Reputation: 193
I am trying to build a Siamese CNN similar to what's done in this guide.
My model is built using a base model, which is then fed twice with two different pictures that go through the same network.
This is the code for building the network:
class BaseModel(Model):
def __init__(self, base_network):
super(BaseModel, self).__init__()
self.network = base_network
def call(self, inputs):
print(inputs)
return self.network(inputs)
def get_base_model():
inputs = tf.keras.Input(shape=INPUT)
conv2d_1 = layers.Conv2D(name='seq_1', filters=64,
kernel_size=20,
activation='relu')(inputs)
maxpool_1 = layers.MaxPooling2D(pool_size=(2, 2))(conv2d_1)
conv2d_2 = layers.Conv2D(filters=128,
kernel_size=20,
activation='relu')(maxpool_1)
maxpool_2 = layers.MaxPooling2D(pool_size=(2, 2))(conv2d_2)
conv2d_3 = layers.Conv2D(filters=128,
kernel_size=20,
activation='relu')(maxpool_2)
maxpool_3 = layers.MaxPooling2D(pool_size=(2, 2))(conv2d_3)

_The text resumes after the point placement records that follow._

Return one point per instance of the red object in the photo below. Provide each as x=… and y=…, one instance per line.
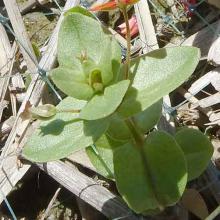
x=132, y=25
x=188, y=6
x=112, y=4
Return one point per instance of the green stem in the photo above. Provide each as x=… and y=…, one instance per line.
x=128, y=38
x=137, y=134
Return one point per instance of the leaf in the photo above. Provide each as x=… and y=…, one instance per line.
x=43, y=111
x=81, y=10
x=193, y=201
x=101, y=106
x=197, y=149
x=71, y=83
x=81, y=34
x=151, y=176
x=156, y=74
x=147, y=119
x=101, y=155
x=63, y=134
x=118, y=130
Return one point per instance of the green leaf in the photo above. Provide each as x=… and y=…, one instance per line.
x=72, y=83
x=63, y=134
x=43, y=111
x=156, y=74
x=197, y=148
x=118, y=130
x=147, y=119
x=80, y=34
x=150, y=176
x=101, y=155
x=101, y=106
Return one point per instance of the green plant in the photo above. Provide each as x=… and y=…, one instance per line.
x=111, y=110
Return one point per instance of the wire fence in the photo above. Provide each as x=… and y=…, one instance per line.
x=170, y=21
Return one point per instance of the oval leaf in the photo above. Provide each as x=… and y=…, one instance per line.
x=152, y=176
x=43, y=111
x=193, y=201
x=197, y=149
x=101, y=106
x=156, y=74
x=63, y=134
x=147, y=119
x=118, y=130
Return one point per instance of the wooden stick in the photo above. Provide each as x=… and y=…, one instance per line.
x=20, y=31
x=50, y=205
x=9, y=171
x=88, y=190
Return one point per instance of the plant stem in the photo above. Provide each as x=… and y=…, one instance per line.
x=128, y=38
x=137, y=134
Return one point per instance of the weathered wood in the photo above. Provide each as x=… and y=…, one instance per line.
x=21, y=34
x=6, y=64
x=203, y=39
x=88, y=190
x=214, y=53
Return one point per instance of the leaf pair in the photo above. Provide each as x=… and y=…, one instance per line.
x=155, y=173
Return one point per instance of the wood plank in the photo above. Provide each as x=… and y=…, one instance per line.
x=21, y=34
x=88, y=190
x=9, y=172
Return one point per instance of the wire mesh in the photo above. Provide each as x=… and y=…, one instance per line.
x=177, y=24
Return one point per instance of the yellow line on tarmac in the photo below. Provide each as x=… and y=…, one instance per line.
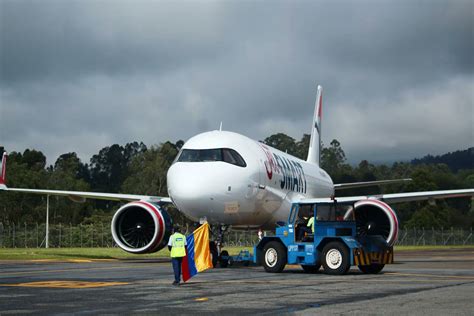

conv2d_4 = layers.Conv2D(filters=256,
kernel_size=10,
activation='relu')(maxpool_3)
flatten_1 = layers.Flatten()(conv2d_4)
outputs = layers.Dense(units=4096,
activation='sigmoid')(flatten_1)
model = Model(inputs=inputs, outputs=outputs)
return model
Then, I'm building the Siamese network using the previous method like that:
INPUT = (250, 250, 3)
def get_siamese_model():
left_input = layers.Input(name='img1', shape=INPUT)
right_input = layers.Input(name='img2', shape=INPUT)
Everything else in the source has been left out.